Microsoft kicked off a public preview of its Azure Archive Blob Storage service this week, offering customers a lower-cost cloud storage solution for rarely accessed data.
Storage tiering is hardly a new concept, although it may be coming to an end thanks to the advent of solid-state drives and innovations in the storage and hardware space. For now, it's common for organizations to place their critical data on expensive, high-performance storage arrays and then move it down the line as it winds up being accessed less frequently over time.
Eventually, older data ends up on comparatively cheap and slower storage mediums like tape. Naturally, the tradeoff for lower storage bills is leisurely data retrieval times.
Enterprises can employ a similar strategy to contain their cloud storage costs.
Amazon Web Services (AWS), for example, introduced its Glacier archival cloud storage service in 2012 for the low price of a penny per gigabyte (GB) per month at the time. Today, Glacier storage goes for as low as 0.4 cents per GB in some regions.
Last year, Microsoft introduced its own Azure Cool Blob storage option, which also cost customers a penny per GB per month in some areas. Now, users have another, lower-cost option called Azure Archive Blob Storage, along with new Blob-Level Tiering data lifecycle management capabilities, announced Kumail Hussain, a senior program manager at Microsoft Azure.
"Azure Archive Blob storage is designed to provide organizations with a low cost means of delivering durable, highly available, secure cloud storage for rarely accessed data with flexible latency requirements (on the order of hours)," Hussain wrote. "Archive access tier is our lowest priced storage offering.
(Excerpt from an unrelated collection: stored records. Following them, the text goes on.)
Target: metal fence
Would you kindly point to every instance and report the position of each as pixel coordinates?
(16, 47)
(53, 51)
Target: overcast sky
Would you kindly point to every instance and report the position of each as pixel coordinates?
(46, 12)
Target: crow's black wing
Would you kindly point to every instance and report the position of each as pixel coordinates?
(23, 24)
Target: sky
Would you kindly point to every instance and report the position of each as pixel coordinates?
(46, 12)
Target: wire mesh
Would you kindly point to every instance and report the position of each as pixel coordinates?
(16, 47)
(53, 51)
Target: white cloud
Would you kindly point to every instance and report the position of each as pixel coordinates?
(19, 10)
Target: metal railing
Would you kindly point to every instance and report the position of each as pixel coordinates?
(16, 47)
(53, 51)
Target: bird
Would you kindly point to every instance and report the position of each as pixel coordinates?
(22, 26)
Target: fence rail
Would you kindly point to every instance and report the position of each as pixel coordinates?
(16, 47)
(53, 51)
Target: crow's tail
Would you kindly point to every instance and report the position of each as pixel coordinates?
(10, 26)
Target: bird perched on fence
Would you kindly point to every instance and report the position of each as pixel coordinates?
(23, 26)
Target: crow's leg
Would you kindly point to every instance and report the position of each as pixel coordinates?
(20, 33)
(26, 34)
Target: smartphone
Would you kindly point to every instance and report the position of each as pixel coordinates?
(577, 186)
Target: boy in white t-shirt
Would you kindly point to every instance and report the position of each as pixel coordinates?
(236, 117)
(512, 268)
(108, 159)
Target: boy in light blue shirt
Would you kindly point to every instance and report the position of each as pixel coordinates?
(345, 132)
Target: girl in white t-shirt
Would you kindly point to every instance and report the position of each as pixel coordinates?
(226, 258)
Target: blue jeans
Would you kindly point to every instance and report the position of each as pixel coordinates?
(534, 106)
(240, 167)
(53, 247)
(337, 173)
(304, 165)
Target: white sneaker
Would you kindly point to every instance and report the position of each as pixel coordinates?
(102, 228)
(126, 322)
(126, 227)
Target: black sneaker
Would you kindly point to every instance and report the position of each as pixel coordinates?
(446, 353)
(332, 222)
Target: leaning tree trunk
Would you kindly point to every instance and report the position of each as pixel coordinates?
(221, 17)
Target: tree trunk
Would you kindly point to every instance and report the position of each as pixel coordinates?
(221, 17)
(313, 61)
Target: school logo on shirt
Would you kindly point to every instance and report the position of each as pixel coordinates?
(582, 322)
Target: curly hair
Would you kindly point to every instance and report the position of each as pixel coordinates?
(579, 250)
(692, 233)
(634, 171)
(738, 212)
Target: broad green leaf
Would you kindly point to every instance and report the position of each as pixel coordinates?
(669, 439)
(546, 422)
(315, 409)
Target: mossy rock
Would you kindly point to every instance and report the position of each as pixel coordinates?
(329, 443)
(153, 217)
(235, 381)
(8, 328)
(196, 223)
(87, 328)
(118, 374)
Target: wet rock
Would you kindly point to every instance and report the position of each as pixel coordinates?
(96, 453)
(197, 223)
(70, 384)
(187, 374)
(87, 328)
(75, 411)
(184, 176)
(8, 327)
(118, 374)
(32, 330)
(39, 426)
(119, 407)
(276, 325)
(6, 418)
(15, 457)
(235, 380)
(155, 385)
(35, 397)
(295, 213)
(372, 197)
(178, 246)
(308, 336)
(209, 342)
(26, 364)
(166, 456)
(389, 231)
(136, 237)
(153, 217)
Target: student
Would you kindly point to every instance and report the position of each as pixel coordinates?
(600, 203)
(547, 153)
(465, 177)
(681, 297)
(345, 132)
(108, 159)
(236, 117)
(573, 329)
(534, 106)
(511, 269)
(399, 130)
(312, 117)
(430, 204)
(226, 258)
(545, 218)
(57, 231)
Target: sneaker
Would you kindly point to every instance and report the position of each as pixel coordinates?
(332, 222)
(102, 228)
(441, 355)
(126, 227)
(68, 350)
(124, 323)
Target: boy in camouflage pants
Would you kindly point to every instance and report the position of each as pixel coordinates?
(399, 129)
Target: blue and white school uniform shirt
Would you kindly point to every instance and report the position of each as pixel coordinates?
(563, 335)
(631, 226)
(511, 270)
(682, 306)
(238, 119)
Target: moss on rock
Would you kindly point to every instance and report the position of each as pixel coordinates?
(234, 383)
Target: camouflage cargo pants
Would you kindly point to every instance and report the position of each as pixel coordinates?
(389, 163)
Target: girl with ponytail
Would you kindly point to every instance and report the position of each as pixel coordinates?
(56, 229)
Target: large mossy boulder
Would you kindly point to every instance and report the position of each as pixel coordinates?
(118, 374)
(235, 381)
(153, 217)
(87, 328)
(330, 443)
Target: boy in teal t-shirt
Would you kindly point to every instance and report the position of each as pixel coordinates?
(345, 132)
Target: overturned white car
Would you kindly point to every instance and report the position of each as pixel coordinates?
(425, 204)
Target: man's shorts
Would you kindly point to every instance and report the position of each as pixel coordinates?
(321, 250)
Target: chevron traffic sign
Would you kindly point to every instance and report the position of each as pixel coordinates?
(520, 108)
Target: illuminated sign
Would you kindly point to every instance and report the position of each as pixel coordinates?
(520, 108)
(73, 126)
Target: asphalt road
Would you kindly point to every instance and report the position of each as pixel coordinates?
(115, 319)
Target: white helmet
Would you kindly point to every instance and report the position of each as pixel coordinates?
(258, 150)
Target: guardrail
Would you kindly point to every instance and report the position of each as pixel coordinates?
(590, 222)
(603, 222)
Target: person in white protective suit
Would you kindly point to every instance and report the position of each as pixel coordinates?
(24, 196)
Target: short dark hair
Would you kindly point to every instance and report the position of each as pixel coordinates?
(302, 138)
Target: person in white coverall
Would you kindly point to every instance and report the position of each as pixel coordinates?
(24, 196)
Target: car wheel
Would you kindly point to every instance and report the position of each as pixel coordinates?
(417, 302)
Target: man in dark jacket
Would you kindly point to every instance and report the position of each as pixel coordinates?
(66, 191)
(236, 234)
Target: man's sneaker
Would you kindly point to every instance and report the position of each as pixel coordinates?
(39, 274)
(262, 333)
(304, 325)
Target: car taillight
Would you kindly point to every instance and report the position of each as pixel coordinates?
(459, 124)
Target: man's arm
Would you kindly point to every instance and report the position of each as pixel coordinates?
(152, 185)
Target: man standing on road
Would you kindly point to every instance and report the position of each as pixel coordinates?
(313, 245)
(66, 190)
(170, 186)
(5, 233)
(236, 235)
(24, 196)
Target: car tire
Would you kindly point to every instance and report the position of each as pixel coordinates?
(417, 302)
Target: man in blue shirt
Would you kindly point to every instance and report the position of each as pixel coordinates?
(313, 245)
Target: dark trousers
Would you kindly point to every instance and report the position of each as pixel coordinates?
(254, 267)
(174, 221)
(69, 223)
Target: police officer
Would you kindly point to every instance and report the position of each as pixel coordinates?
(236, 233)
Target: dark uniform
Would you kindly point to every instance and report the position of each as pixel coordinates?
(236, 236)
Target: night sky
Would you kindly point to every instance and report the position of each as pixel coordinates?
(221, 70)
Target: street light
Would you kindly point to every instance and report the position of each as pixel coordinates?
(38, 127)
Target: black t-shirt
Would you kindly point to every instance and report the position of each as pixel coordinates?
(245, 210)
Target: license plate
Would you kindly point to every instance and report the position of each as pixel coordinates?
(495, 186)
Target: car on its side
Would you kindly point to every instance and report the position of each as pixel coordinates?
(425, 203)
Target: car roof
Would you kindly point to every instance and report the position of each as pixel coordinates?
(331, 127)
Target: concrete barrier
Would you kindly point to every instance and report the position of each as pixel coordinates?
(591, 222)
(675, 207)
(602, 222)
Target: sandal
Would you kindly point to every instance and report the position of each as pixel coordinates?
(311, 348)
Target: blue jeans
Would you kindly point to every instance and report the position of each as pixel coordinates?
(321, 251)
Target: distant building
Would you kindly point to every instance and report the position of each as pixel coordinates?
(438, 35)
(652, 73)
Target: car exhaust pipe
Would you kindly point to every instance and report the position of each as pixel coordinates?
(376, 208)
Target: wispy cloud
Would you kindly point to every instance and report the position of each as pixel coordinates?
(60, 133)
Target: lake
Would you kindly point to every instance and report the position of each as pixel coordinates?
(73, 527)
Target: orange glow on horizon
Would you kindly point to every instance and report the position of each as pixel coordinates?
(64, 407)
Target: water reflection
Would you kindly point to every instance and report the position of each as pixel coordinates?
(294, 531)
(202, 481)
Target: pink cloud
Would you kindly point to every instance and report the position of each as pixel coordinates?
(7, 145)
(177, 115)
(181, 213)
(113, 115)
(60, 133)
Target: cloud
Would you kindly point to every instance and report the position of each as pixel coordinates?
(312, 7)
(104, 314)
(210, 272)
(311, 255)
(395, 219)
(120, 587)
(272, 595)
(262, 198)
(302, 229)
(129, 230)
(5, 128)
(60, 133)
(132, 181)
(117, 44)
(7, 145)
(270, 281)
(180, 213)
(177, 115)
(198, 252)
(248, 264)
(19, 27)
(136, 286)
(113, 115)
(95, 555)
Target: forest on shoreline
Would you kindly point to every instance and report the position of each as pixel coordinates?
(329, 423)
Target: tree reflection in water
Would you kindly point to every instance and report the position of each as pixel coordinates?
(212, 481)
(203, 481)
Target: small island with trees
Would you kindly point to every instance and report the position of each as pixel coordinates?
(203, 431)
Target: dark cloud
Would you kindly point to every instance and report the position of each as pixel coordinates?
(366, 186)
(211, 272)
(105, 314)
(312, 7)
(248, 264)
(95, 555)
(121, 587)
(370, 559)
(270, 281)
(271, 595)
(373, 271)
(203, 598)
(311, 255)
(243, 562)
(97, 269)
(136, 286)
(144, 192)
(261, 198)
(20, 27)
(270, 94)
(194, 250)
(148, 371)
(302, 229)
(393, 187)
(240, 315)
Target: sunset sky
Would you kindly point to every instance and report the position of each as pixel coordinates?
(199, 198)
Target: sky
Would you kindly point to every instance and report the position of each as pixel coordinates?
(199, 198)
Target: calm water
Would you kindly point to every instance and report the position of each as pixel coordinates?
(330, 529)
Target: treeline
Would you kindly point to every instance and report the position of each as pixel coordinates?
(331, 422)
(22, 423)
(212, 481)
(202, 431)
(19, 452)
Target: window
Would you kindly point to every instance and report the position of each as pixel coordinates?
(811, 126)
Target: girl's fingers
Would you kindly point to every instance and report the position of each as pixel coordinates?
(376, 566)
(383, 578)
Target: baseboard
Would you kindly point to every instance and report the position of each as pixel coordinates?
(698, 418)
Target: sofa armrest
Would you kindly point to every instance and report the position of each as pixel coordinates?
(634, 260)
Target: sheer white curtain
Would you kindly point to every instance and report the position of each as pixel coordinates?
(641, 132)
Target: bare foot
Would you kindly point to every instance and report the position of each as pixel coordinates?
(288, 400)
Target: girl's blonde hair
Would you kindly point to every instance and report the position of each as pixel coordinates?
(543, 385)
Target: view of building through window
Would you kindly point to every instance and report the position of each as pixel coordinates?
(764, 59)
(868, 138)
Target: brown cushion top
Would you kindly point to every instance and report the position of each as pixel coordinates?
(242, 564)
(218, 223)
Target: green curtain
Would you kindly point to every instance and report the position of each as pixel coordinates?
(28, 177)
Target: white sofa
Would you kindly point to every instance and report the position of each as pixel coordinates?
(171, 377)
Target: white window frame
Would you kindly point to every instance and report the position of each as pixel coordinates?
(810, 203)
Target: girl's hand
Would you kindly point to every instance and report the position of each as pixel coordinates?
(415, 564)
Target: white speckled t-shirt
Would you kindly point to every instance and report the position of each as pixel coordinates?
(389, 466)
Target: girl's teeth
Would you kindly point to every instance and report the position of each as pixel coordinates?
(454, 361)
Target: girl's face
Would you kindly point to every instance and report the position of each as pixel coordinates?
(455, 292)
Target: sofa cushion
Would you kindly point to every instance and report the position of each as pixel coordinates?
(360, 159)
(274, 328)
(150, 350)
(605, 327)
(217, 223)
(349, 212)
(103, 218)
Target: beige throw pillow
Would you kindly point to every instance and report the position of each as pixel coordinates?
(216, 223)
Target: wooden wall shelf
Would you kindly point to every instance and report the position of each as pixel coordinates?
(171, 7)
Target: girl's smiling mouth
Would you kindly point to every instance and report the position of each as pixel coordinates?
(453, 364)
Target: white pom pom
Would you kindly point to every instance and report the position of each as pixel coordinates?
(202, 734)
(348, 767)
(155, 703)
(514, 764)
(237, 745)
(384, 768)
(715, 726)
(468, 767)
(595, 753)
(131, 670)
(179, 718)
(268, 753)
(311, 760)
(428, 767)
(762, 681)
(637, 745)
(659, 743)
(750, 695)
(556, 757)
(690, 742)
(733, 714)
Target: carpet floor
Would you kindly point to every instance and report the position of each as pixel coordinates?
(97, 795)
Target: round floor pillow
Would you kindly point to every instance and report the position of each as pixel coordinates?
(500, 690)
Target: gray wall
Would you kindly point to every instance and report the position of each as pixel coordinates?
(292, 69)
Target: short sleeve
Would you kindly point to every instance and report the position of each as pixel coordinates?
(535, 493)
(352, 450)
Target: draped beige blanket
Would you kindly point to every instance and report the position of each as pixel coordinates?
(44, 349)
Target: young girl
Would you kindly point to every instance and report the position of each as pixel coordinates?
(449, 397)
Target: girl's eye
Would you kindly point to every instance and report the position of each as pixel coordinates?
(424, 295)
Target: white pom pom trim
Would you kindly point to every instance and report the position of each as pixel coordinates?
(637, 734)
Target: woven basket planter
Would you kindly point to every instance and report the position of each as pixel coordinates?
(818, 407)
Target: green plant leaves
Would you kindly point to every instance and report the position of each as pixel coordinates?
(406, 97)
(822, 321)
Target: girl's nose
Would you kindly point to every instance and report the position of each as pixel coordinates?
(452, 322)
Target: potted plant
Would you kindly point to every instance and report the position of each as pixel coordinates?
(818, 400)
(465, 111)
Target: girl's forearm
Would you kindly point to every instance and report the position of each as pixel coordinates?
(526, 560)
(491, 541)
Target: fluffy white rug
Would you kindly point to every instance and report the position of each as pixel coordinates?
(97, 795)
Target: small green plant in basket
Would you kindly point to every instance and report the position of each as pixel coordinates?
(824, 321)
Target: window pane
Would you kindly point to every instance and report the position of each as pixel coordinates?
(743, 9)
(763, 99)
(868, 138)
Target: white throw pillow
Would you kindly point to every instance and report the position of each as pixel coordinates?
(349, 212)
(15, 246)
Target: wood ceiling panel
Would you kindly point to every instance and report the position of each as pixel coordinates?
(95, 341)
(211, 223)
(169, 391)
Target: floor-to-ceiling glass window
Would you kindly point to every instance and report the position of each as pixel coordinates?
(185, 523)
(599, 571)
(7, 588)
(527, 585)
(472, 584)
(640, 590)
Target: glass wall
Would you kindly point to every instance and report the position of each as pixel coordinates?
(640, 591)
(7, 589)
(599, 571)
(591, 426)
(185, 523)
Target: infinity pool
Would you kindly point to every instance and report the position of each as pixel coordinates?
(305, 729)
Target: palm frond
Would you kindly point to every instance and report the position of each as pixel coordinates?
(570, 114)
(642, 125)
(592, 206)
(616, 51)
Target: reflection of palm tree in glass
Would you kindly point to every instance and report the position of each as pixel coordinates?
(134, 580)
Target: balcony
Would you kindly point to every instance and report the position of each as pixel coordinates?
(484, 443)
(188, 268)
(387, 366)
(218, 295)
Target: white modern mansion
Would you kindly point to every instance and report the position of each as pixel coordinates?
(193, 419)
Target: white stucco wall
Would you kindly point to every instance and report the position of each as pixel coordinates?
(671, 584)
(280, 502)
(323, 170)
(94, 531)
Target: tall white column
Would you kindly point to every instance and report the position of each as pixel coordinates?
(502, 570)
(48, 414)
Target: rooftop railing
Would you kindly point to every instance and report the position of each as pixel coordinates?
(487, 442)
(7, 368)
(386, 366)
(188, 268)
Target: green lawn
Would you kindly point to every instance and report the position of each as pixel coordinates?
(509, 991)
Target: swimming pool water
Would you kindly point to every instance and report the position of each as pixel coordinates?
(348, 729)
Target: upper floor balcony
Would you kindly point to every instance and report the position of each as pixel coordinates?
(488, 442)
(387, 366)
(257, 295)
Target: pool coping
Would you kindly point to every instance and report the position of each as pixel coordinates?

Customers with long-term storage which is rarely accessed can take advantage of this."
According to Microsoft's pricing page, Azure Archive Blob costs 0.18 cents per GB per month when the service is delivered through its cloud data center in the Eastern U.S. Customers can expect a 99 percent availability SLA (service level agreement) when the service makes its way out of the preview stage, said Hussain.
Complementing the new service is a new Blob-level Tiering feature that will allow customers to change the access tier of storage objects, or "blobs" as Microsoft calls them, among Hot, Cool or Archive.
Also in preview, it enables users to match costs to usage patterns without moving data between accounts, Hussain said. Microsoft will upgrade the accounts of customers who have large amounts of data parked in their General Purpose storage accounts, allowing them to capitalize on the new feature when it reaches general availability.
Adaptability appears to be guiding principles guiding Microsoft's cloud storage strategy.
Earlier this month, the company announced the availability of Imanis Data on Azure. The solution integrates with Azure Blob Storage and Data Lake Store, and uses the HDInsight platform from Microsoft along with software from Imanis Data (formerly Talena) to provide bid data migration and recovery services for big data applications.